今日は事件を解決するために阿笠博士のとこへ行けなかったがどうもそこで一悶着あったらしい。そのことについて電話で灰原に聞いてみたが……アイツ何してんだろうなホントに。

 

『あら、友人の行動ぐらい推理してみたらいいんじゃないの?ホームズさん』

 

まーたこの偽幼女は無茶なこと言う。俺だって長年アイツとつるんでるけど未だに行動原理というか考え方がわからないんだぞ。

 

「バーロー、探偵が推理できるのは人間だけだっつーの」

 

『じゃあハンターにでも弟子入りしたらいいんじゃないかしら?まっそうね、取り敢えず高木刑事を呼んでその場は治めたわよ』

 

「あはは〜かわいそうに……(確か高木刑事って今日非番だったような)」

 

あれ?でもこの時間になっても阿笠博士の家にいないってことはアイツまだ警察なのか?

 

「なぁ灰原、アイツまだ警察のところにいるのか?」

 

『ええ、泣きじゃくりながら『俺を地獄に送り出さないでくださぃぃ!』って言いながら縋り付いてるみたいよ。
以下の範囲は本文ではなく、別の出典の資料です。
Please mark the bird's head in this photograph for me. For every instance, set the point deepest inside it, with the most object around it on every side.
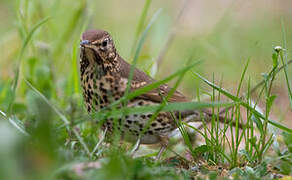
(98, 47)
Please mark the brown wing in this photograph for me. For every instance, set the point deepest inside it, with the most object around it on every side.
(141, 79)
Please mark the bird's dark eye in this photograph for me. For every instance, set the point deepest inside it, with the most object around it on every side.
(104, 43)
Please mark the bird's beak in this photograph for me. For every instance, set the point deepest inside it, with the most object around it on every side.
(84, 42)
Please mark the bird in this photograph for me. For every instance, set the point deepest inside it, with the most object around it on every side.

今は取り敢えず本人の意向もあって取調を受けてるみたいだけれど』

 

(アイツまじで意味わからん行動しかしてねぇな)

 

取り敢えず今夜中に戻りそうもないし明日引き取りに行くか……。

はぁ…今日はやけに阿笠博士ん家が静かだと思ったらそう言うことだったのかよ。

あれ…?そういやぁー

 

「なぁ元太達が言ってたけどお前の体を好きに触らせるって言う発言、あれ本気だったのか?」

 

『むしろ本気だと思うわけ?』

 

「いや……お前があんなこと言うの珍しいなって」

 

普段のコイツならそうそう言わないセリフだよなぁ。

なんかあったのか?ストレスで剥げたとか。

 

『あなたの事だから大体碌でもないことを考えてるのはわかるわよ。別に何よ、私がああいうこと言っちゃ悪いわけ?』

 

おおこえー……。電話越しでも背筋が凍るなんて恐ろしすぎるだろ…。

 

「アハハー、い、いやぁとりあえずアイツが誤って手を出してないことがわかって良かったわ、じゃまたな」

 

『ふん、どうせ私にお調子キャラは似合わないってことでしょ。………… それに、私だってこんなセリフをいう相手くらいは選んでるわよ。じゃまたね、工藤君』

 

「えっあっおい最後なんか言ってなかったか……って切ってやらァ。ったく」

 

あーあ、明日は一郎の引き取りかぁ。はやく寝なくちゃな。